Faaez Samadi
Mar 15, 2018

Omnichannel is old hat, and more takeaways from eTail Asia 2018

Omnichannel is old hat, digital transformation is crucial, and it's really important to keep focused on experience, according to speakers at this year's event in Singapore.

Omnichannel is old hat, and more takeaways from eTail Asia 2018

The eTail Asia conference took place last week in Singapore. Here are three key takeaways.

Omnichannel is just the norm now

An overarching theme at eTail Asia 2018 was the desire to end talk of ‘omnichannel’ as though it were a new concept in retail. It is more or less a hygiene factor these days, particularly in the mobile-driven Asian markets everyone hears so much about.

Koen Bestemann, head of ecommerce at Ikea Southeast Asia, said that although ecommerce is around 6% of the brand’s global revenue, consumers are shopping O2O all the time.

“For us, 80% of people who shop in store looked online first, and 40% who buy online went to shop to try it first. So omnichannel is vital, and it’s all one customer.”

Koen Bestemann, Ikea

Anne Jivananta, head of SEA commerce at Adidas, said even using the term ‘omnichannel’ could be a distraction.

“Don’t push the idea of channels, take that word out,” she said. “Focus on your business goal instead. If you take the channel out, all the strategy will be geared towards the business goal. The touchpoints aren’t as important, it’s all about the customer journey now, so look at the customer.”

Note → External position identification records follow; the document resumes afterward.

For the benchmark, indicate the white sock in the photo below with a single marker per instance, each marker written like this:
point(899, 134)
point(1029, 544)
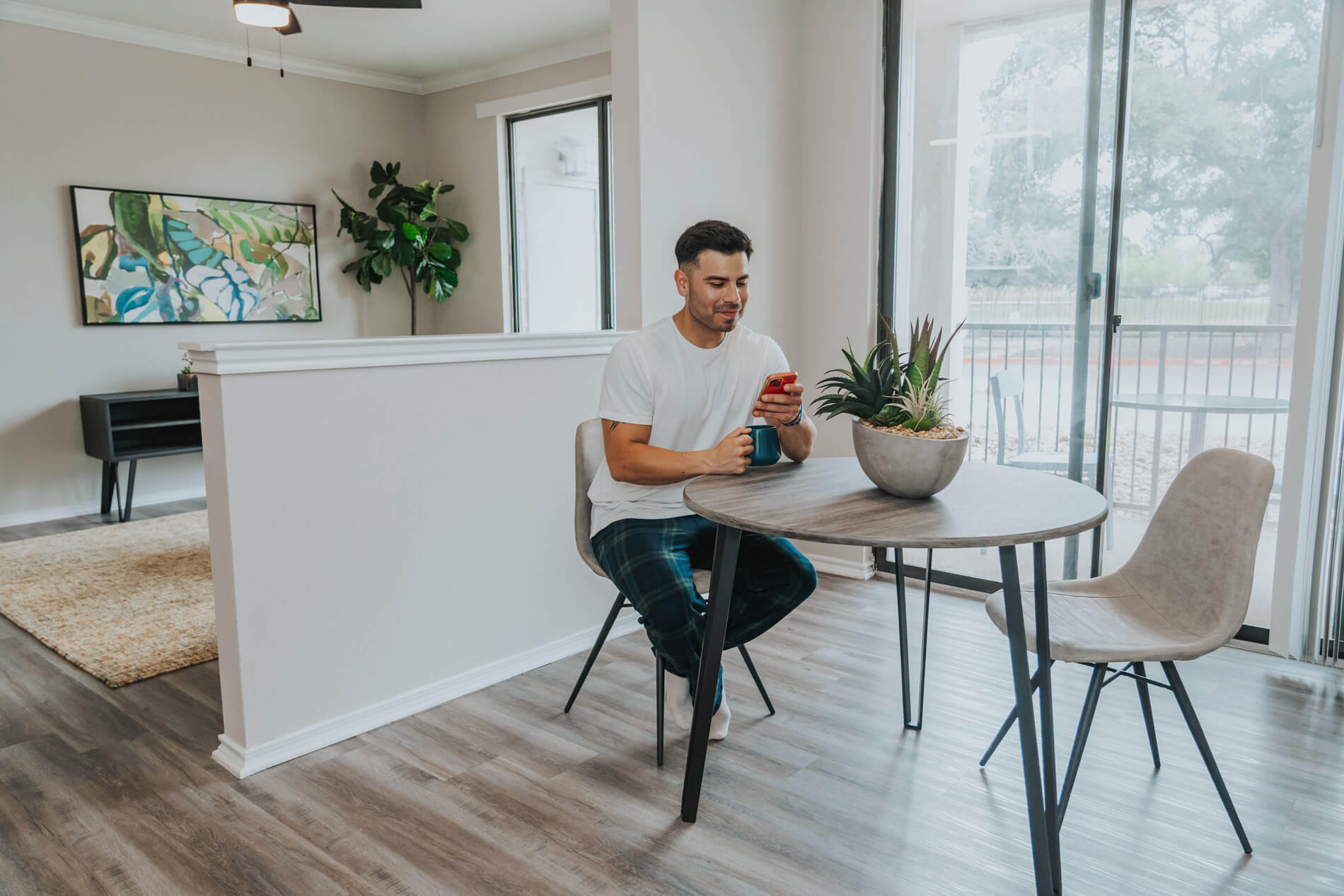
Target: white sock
point(719, 721)
point(676, 696)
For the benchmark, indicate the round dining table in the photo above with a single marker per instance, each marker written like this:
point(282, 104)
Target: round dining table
point(830, 500)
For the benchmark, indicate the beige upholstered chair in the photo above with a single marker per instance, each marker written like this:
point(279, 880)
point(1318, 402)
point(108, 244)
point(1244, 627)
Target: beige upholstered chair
point(589, 453)
point(1182, 594)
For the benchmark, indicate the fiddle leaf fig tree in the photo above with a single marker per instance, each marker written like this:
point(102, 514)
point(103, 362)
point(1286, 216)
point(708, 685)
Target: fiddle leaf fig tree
point(406, 233)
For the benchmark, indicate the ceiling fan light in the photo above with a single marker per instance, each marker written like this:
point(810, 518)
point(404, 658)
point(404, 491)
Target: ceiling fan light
point(262, 13)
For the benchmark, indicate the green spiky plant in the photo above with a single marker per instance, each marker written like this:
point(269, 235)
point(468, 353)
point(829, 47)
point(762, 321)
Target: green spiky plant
point(890, 388)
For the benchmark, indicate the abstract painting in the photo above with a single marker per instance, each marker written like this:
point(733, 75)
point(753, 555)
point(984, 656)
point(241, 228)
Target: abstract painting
point(163, 258)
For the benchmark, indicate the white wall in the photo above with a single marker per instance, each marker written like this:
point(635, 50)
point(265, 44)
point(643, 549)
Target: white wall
point(464, 151)
point(714, 86)
point(82, 110)
point(417, 545)
point(767, 115)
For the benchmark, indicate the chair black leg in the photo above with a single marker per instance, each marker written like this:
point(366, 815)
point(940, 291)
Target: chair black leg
point(658, 676)
point(1008, 723)
point(597, 648)
point(746, 658)
point(1198, 733)
point(1075, 758)
point(1148, 714)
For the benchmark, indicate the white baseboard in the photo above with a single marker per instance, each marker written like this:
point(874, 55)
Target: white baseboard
point(141, 499)
point(842, 567)
point(246, 761)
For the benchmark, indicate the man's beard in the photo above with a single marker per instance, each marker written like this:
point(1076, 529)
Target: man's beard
point(710, 322)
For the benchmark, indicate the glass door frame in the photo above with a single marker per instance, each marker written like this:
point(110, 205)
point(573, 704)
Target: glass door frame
point(1316, 367)
point(1304, 492)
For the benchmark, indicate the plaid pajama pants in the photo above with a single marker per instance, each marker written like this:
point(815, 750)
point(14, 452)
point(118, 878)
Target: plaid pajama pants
point(651, 562)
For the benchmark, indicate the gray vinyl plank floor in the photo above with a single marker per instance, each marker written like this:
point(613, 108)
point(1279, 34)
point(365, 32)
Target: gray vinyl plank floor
point(499, 791)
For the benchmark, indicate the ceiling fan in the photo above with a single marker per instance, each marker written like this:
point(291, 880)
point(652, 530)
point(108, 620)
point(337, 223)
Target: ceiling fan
point(276, 13)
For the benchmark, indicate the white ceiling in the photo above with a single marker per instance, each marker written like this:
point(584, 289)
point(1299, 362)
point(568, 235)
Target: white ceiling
point(446, 37)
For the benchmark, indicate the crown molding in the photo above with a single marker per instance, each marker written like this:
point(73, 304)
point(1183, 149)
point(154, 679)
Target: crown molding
point(516, 65)
point(222, 359)
point(228, 52)
point(140, 37)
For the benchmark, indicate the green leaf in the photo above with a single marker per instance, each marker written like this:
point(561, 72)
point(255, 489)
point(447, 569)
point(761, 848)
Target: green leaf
point(415, 233)
point(457, 228)
point(97, 250)
point(258, 221)
point(131, 218)
point(403, 253)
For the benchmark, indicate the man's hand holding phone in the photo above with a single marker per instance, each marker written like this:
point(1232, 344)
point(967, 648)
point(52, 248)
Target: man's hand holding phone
point(780, 400)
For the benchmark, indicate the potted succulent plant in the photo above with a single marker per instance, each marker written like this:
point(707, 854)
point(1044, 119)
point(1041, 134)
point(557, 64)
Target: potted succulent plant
point(902, 433)
point(186, 379)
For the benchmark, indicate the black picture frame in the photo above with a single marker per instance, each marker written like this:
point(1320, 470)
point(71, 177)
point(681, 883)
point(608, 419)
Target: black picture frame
point(80, 276)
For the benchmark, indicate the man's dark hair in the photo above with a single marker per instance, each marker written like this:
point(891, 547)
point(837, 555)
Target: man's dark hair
point(710, 235)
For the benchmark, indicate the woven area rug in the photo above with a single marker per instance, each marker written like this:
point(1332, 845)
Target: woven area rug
point(122, 602)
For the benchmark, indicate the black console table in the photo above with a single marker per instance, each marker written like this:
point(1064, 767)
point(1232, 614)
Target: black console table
point(129, 426)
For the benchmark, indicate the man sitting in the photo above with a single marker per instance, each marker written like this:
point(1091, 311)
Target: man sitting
point(675, 398)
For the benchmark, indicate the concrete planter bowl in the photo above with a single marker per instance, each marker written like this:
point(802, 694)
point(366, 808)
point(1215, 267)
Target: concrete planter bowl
point(906, 465)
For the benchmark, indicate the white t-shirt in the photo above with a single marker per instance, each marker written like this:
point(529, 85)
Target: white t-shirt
point(691, 397)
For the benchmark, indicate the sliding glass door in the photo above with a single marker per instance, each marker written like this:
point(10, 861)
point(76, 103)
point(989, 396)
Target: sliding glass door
point(1112, 355)
point(1215, 187)
point(1014, 136)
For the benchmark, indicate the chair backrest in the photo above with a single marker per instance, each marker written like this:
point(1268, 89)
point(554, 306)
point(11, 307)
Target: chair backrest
point(1006, 385)
point(589, 454)
point(1196, 559)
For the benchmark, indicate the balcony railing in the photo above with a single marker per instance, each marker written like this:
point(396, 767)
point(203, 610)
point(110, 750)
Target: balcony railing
point(1205, 359)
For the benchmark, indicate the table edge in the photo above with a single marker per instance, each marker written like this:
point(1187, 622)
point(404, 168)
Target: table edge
point(971, 542)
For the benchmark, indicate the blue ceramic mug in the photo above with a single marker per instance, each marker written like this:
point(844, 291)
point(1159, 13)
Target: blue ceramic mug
point(765, 445)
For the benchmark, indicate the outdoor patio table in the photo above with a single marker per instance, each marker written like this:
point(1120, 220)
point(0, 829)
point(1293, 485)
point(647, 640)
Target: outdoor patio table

Experience, experience, experience

Whether it’s an online or offline retail channel, nothing is more important to conversion than a positive consumer experience. By 2020, consumers will average 10 devices per person, according to Juancho Jerusalem, regional vice president, marketing cloud, at Salesforce.

“AI is the next electricity,” he said. “Marketing needs to be personalised, substantiated and attract the imagination of consumers.” All of this feeds into a consumer’s experience, Jerusalem added, and the justification for investment isn’t difficult: 79% of consumers switch after a bad experience, he said. 

Moreover, Zachary King, VP commercial at MediaMath, said 44% of consumers are willing to pay a 5% premium if they have a superior experience, while 55% will stay with a brand for 10 years or more if they have a superior experience.

“The customer in this age is in control of the sales process. There’s no such thing as a linear sales process anymore, if there ever was,” he said. “Planning for a media channel, with media KPIs, is not going to help in the age of the customer. We have to move away from campaign-centric marketing to customer-centric marketing.”

Get organised internally

Given the importance of the consumer journey, brands must get organised internally to ensure the best experience with their products. Steve Carlile, gobal head of digital centre of excellence at Nu Skin, said his company learned the hard way after a lengthy internal review.

Steve Carlile, Nu Skin

“Nobody was responsible for the end-to-end experience,” he said. “Sales managed one bit, marketing another, digital was all over the place, so it was a disconnected digital experience for our customers.  We had to align our company to our buyer’s journey.”

Bestemann at Ikea explained that the company had a “big challenge” in reorganising itself for the digital economy. “Going online is not an easy journey. We had legacy systems, built in the 80s around our stores. So we needed good change management, and we hired a hacker to challenge our website platform.

“We used to have an inside-out approach, now it’s outside-in. We optimise based on what the customer tells us, not the other way around.”